By Alexander Ragir
Dec. 15 (Bloomberg) -- Brazilian stocks rose for a second day on the prospects that the central bank may accelerate interest-rate cuts next year and surging oil prices may bolster the earnings outlook for energy companies.
Petroleo Brasileiro SA, Brazil’s state-controlled oil company, gained for a fourth day as oil advanced more than 6 percent to $49 a barrel. Rossi Residencial SA led a rally in homebuilders after Brazilian economists cut their 2009 interest rate estimate to 13 percent.
The Bovespa Index climbed 0.3 percent to 39,492.19 at 8:28 a.m. New York time. The gauge surged 11 percent last week. Chile’s Ipsa was little changed.
Petrobras advanced 3.5 percent to 23.40 euros. Oil rose after OPEC’s Secretary-General Abdalla El-Badri said the group needs to make a “sizeable” production cut at this week’s meeting in Algeria.
Rossi gained 4.5 percent to 3.75 reais. Brazil’s benchmark interest rate, known as Selic, will end 2009 at 13 percent, lower than a 13.25 percent forecast a week earlier, according to a central bank survey of about 100 economists.
Brazil’s central bank may signal this week it’s ready to cut rates from a two-year high, betting the slowing economy will help rein in consumer prices.

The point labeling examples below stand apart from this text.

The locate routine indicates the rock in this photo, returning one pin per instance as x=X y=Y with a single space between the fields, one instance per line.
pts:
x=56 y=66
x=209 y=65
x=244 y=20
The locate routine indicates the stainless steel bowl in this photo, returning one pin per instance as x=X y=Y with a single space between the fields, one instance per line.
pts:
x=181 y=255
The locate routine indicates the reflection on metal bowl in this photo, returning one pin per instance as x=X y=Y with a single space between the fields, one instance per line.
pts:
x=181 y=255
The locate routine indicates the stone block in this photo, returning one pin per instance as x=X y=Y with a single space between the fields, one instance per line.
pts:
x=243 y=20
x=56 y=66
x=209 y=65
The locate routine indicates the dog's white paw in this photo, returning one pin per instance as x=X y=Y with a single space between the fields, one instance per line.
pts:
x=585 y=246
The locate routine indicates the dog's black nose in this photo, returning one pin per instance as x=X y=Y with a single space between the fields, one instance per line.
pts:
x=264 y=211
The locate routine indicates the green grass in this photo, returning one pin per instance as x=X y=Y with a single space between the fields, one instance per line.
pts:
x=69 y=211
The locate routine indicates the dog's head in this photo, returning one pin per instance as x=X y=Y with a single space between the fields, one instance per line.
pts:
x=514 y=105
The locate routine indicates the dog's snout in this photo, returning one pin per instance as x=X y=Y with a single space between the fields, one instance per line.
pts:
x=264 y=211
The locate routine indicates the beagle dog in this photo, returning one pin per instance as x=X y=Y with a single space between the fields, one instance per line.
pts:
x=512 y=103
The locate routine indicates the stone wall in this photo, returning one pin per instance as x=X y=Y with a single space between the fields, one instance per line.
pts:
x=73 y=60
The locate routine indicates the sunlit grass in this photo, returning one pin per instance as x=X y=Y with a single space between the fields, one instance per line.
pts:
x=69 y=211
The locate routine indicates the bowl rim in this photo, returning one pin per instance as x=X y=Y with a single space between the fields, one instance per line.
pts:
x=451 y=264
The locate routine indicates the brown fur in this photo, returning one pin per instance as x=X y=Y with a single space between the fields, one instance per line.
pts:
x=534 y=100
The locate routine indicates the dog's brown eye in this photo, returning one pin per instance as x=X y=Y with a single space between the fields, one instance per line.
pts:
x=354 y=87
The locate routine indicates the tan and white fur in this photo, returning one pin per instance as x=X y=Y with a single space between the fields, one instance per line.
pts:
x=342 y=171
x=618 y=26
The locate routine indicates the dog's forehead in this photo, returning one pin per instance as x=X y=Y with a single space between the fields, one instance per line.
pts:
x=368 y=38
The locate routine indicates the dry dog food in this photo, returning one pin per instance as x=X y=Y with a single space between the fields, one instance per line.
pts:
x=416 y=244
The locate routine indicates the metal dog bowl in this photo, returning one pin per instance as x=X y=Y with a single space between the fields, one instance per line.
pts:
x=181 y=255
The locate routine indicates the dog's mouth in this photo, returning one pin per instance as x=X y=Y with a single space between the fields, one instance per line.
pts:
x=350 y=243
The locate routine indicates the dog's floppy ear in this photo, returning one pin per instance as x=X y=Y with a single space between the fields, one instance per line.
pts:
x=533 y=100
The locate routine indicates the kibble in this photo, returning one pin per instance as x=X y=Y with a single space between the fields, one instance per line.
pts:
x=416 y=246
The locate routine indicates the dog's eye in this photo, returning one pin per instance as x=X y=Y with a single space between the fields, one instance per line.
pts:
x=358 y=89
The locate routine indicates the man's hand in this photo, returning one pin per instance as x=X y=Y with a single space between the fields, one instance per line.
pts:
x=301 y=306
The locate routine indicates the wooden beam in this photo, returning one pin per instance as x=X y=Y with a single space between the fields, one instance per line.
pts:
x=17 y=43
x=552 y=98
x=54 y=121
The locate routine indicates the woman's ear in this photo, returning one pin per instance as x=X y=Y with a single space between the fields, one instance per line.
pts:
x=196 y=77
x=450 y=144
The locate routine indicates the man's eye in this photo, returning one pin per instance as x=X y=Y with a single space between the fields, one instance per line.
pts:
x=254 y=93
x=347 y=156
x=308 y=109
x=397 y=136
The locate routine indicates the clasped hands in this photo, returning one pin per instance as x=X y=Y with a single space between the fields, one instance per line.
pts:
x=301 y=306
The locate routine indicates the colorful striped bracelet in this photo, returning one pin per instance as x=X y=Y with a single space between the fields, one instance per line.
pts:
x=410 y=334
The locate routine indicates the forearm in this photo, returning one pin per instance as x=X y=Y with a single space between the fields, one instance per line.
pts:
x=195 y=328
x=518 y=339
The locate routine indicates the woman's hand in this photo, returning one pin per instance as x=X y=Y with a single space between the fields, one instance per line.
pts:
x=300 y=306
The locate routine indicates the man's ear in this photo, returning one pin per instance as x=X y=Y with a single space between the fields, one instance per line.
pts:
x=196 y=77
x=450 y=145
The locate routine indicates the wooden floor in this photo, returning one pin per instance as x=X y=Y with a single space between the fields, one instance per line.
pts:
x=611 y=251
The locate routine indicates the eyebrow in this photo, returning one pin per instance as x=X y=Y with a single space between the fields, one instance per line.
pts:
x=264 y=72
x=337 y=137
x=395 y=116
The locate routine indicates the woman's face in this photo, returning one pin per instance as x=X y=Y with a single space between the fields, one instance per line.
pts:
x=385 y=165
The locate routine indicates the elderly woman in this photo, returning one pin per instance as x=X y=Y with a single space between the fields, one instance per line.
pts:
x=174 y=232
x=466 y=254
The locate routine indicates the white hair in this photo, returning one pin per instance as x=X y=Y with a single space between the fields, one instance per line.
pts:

Economists expect policy makers to use the minutes of their board meeting last week, to be disclosed Dec. 18, to explain why they voted unanimously to keep the benchmark rate at 13.75 percent after discussing “the possibility of lowering” it.
The BM&FBovespa Small Cap index rose 0.8 percent. The BM&FBovespa MidLarge Cap index gained 0.6 percent.